Here's how Robert F. Kennedy Jr. could make the first debate stage under stringent Biden-Trump rules
Robert F. Kennedy Jr. has long argued that the biggest hurdle of his presidential campaign is the perception that independent candidates can't win. He has looked to the debates as a singular opportunity to stand alongside Joe Biden and Donald Trump in front of a massive audience.
But to make the first debate stage, he’ll have to secure a place on the ballot in at least a dozen more states and improve his showing in national polls in one month.
With a famous name and a loyal base, Kennedy has the potential to do better than any third-party presidential candidate since Ross Perot in the 1990s. Both the Biden and Trump campaigns, who fear he could play spoiler, bypassed the nonpartisan debate commission and agreed to a schedule that leaves Kennedy very little time to qualify for the first debate.
Publicly, Kennedy is expressing confidence that he will make the stage.
“I look forward to holding Presidents Biden and Trump accountable for their records in Atlanta on June 27 to give Americans the debate they deserve," he posted on the X platform.
CNN has said candidates will be invited if they’ve secured a place on the ballot in states with at least 270 votes in the Electoral College, the minimum needed to win the presidency, and have hit 15 per cent in four reliable polls published since March 13. The criteria mirror those used by the Commission on Presidential Debates, the nonpartisan group that has organized debates since 1988, except the commission's first debate would have been in September, giving Kennedy more time.

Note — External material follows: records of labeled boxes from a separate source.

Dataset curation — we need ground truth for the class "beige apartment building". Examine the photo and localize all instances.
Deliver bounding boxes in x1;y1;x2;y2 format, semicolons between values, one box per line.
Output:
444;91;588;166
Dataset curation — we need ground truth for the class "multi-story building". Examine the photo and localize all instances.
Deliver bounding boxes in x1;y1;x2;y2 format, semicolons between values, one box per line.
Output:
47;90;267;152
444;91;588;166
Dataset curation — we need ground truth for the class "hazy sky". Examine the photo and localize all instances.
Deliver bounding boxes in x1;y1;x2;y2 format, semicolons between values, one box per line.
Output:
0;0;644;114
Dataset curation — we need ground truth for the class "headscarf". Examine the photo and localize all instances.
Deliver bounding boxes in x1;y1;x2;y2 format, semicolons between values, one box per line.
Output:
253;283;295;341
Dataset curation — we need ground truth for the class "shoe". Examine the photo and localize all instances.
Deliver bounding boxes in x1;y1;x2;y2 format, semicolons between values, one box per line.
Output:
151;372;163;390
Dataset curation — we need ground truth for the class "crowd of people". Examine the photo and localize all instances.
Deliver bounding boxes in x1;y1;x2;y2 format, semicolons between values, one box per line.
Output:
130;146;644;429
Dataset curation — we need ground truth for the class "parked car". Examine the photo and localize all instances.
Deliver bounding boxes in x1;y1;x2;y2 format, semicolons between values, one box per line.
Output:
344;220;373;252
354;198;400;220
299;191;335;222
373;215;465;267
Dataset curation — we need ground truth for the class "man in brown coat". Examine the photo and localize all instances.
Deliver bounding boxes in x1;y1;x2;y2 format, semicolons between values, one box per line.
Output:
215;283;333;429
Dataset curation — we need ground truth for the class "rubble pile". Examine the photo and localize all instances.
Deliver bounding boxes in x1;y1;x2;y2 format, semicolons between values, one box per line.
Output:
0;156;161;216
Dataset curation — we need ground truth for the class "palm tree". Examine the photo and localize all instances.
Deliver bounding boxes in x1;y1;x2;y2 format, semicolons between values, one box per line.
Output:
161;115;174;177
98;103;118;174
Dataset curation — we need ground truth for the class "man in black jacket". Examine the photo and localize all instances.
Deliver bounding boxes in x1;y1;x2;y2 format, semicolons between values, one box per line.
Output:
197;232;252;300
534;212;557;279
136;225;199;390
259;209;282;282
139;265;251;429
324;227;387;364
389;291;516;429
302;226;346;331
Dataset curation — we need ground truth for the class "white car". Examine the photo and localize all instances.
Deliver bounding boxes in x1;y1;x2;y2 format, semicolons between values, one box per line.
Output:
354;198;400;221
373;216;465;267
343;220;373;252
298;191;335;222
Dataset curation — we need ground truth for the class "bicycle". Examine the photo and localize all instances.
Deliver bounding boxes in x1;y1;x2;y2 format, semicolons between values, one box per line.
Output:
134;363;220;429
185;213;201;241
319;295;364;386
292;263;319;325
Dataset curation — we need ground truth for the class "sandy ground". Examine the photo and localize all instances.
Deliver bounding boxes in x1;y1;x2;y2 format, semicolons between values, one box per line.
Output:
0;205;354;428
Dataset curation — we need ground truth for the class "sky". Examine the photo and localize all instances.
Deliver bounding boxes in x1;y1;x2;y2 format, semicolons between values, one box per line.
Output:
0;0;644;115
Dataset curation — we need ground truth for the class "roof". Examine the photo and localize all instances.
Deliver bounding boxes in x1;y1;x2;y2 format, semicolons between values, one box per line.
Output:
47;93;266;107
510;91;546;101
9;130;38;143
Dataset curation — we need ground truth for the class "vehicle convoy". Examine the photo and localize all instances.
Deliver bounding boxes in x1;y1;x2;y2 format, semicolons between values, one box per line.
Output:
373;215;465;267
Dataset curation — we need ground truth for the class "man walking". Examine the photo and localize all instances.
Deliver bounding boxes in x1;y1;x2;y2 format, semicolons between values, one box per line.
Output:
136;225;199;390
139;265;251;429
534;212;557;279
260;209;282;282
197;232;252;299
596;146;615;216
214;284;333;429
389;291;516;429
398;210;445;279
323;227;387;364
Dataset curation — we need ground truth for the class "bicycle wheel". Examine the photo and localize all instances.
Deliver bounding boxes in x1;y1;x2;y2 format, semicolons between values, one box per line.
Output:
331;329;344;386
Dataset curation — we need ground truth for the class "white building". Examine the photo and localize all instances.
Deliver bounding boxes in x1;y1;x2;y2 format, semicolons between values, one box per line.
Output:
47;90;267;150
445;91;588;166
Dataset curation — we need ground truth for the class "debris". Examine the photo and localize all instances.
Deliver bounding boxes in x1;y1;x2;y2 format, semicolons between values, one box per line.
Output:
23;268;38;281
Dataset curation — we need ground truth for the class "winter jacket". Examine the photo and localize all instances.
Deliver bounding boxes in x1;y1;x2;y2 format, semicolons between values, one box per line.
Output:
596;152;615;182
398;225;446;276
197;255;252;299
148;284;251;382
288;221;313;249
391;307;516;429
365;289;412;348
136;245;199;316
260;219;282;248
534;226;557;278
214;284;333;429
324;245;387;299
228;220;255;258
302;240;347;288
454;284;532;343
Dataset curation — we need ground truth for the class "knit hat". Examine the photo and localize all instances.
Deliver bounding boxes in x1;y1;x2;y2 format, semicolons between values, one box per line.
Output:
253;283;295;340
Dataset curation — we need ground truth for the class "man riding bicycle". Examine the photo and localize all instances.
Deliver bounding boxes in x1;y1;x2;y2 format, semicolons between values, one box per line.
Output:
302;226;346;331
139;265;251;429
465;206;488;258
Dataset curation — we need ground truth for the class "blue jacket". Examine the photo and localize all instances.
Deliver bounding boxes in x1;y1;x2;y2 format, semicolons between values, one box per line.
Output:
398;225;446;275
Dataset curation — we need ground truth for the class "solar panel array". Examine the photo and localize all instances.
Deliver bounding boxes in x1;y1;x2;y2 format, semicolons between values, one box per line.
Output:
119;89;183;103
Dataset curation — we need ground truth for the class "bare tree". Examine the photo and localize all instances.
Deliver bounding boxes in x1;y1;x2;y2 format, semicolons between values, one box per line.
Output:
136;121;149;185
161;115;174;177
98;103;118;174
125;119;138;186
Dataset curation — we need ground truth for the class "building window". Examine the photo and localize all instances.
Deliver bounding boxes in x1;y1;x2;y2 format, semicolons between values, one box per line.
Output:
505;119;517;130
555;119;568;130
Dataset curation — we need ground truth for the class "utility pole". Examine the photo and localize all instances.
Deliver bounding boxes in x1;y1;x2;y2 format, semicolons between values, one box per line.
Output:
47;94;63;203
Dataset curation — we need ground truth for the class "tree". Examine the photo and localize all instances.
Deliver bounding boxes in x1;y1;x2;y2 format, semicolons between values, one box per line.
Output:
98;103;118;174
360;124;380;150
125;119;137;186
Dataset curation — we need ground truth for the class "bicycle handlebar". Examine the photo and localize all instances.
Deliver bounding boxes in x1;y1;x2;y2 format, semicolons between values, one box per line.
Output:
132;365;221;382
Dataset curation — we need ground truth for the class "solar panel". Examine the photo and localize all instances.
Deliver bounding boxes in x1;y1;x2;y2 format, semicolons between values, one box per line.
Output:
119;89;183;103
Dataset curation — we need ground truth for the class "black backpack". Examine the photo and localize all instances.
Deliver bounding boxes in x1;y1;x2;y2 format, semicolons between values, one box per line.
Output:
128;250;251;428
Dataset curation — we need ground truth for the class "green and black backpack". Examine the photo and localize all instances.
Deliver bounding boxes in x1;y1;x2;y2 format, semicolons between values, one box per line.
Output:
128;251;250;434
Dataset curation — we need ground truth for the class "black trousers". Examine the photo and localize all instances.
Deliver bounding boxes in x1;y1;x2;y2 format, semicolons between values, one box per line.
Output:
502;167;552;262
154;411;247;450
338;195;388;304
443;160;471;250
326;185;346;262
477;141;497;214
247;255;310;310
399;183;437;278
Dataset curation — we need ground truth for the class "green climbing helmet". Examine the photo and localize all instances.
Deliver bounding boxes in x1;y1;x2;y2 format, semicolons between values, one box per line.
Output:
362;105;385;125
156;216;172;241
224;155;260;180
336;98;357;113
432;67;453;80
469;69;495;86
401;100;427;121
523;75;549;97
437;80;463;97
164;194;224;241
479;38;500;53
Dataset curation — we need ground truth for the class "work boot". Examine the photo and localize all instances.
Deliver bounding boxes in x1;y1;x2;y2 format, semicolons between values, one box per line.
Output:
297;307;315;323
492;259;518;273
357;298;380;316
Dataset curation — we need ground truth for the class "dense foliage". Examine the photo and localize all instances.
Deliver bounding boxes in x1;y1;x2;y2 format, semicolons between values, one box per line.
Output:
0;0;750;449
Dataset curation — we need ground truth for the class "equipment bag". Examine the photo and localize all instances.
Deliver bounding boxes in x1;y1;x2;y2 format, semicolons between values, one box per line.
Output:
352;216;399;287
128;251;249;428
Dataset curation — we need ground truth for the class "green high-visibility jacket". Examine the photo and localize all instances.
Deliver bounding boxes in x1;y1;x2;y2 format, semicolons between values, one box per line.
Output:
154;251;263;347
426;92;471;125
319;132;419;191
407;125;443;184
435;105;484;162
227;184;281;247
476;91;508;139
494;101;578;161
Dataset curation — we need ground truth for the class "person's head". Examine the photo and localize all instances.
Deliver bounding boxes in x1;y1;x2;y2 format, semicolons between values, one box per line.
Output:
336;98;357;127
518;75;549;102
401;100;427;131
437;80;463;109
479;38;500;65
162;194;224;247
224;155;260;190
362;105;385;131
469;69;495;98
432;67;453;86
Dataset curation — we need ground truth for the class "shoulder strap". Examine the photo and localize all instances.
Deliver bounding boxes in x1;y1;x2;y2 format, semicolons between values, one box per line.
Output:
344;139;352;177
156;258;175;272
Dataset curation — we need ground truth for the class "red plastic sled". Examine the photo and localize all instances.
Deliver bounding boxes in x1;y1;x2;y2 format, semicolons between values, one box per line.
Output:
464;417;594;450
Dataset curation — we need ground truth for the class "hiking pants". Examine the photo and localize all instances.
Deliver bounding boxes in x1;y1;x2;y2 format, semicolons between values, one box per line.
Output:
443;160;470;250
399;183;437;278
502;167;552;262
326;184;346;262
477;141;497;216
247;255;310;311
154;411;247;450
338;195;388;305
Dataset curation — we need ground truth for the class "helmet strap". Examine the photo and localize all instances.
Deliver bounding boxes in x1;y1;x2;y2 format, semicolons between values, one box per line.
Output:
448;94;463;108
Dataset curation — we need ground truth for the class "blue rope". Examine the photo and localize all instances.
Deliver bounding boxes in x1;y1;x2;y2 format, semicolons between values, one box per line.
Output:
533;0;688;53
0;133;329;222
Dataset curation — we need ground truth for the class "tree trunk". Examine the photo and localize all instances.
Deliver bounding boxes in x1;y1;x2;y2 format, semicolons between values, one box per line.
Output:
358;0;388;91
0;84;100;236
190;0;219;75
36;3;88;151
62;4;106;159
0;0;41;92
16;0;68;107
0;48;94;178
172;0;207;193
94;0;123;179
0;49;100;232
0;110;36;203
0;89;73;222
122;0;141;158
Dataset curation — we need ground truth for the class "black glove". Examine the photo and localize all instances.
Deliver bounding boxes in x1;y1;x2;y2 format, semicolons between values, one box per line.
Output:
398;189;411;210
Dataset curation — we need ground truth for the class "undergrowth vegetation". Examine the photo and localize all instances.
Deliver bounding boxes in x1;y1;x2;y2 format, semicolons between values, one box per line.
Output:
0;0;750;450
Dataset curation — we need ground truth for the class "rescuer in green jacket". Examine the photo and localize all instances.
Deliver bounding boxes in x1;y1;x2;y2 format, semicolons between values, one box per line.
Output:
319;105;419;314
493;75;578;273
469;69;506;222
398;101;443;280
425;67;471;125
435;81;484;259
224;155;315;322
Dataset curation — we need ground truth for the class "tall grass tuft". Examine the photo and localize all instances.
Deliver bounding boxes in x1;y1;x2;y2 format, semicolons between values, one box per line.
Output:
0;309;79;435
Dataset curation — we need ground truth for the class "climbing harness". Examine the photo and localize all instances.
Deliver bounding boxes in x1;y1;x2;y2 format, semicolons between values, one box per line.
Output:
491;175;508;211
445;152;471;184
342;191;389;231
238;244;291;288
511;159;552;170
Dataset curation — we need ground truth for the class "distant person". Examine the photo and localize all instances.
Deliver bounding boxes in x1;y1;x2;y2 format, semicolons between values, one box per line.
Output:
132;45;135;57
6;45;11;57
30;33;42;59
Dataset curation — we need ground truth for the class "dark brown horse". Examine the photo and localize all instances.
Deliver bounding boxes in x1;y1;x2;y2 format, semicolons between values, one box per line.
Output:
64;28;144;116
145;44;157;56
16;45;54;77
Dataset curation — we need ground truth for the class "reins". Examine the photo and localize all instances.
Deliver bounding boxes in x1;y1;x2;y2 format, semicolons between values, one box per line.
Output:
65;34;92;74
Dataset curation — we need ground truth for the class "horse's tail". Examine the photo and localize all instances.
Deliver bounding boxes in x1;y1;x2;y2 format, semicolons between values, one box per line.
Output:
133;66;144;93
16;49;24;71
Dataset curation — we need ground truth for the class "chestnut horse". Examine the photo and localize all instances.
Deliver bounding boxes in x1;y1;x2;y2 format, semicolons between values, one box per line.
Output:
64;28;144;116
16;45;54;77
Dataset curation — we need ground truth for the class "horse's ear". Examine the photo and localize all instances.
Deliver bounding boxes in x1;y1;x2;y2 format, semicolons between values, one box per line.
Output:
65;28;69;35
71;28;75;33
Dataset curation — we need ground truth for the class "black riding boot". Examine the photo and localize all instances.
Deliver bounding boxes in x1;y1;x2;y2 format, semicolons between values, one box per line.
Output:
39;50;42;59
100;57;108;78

Kennedy doesn’t appear to have met the polling criteria yet, although he has reached 15 per cent or higher in at least two polls meeting CNN's standards.
The ballot access hurdle is even tougher.
State officials have confirmed Kennedy's place on the ballot in Delaware, Oklahoma and Utah, which have just 16 electoral votes between them. In California, Hawaii and Michigan, minor parties have selected Kennedy as their nominee, in effect offering up existing ballot lines, though the states have not formally affirmed Kennedy's position. Adding them would bring Kennedy's total to 89 electoral votes, though it's not clear that his position in those states would meet CNN's criteria.
Kennedy's campaign says he has collected enough signatures in Idaho, Iowa, Nebraska, Nevada, New Hampshire, New Jersey, North Carolina, Ohio and Texas, states with 112 electoral votes in total. But he has either not submitted the signatures or they have not yet been affirmed by state election officials.
Those states still only add up to 201 electoral votes.
Independent candidates like Kennedy face a labyrinth of laws that vary wildly from state to state but generally require hundreds or thousands of signatures and compliance with strict deadlines.
The patchwork of laws is littered with pitfalls. And the Democratic National Committee has pledged to scrutinize Kennedy’s submissions for mistakes that could keep him off the ballot or at least tie up his campaign’s time and money.
Kennedy, in turn, has resorted to secrecy and creative tactics in a sort of cat-and-mouse game to get on the ballot before his critics can thwart him. In California, Delaware and Michigan, Kennedy allied with little-known existing parties and received their nominations. In Hawaii, he formed his own political party to nominate him, and he’s pursued a similar strategy in Mississippi and North Carolina.
Elsewhere, he’s waiting to turn in signatures until the deadline to limit the time for critics to pore over them in search of errors. Getting on the debate stage next month would almost certainly require him to change his strategy and submit the petitions he’s sitting on as soon as possible.
Signatures are due in New York by May 28, which would get Kennedy 28 votes closer if they're affirmed in time. He could then try to make an all-out push in a bunch of states with relatively easy requirements — many require 5,000 or fewer signatures, but they generally don't bring many electoral votes — or focus on bigger states, such as Illinois with 19 electoral votes or Florida with 30.
Further complicating matters, some states aren't yet accepting filings from potential independent candidates and won't before the first debate.
Kennedy’s vice presidential nominee, Nicole Shanahan, who is divorced from Google co-founder Sergei Brin, committed US$8 million from her personal fortune for ballot access, the campaign announced Thursday, declaring their US$15 million effort “fully funded.”
Associated Press writer Amelia Thomson DeVeaux in Washington contributed to this report.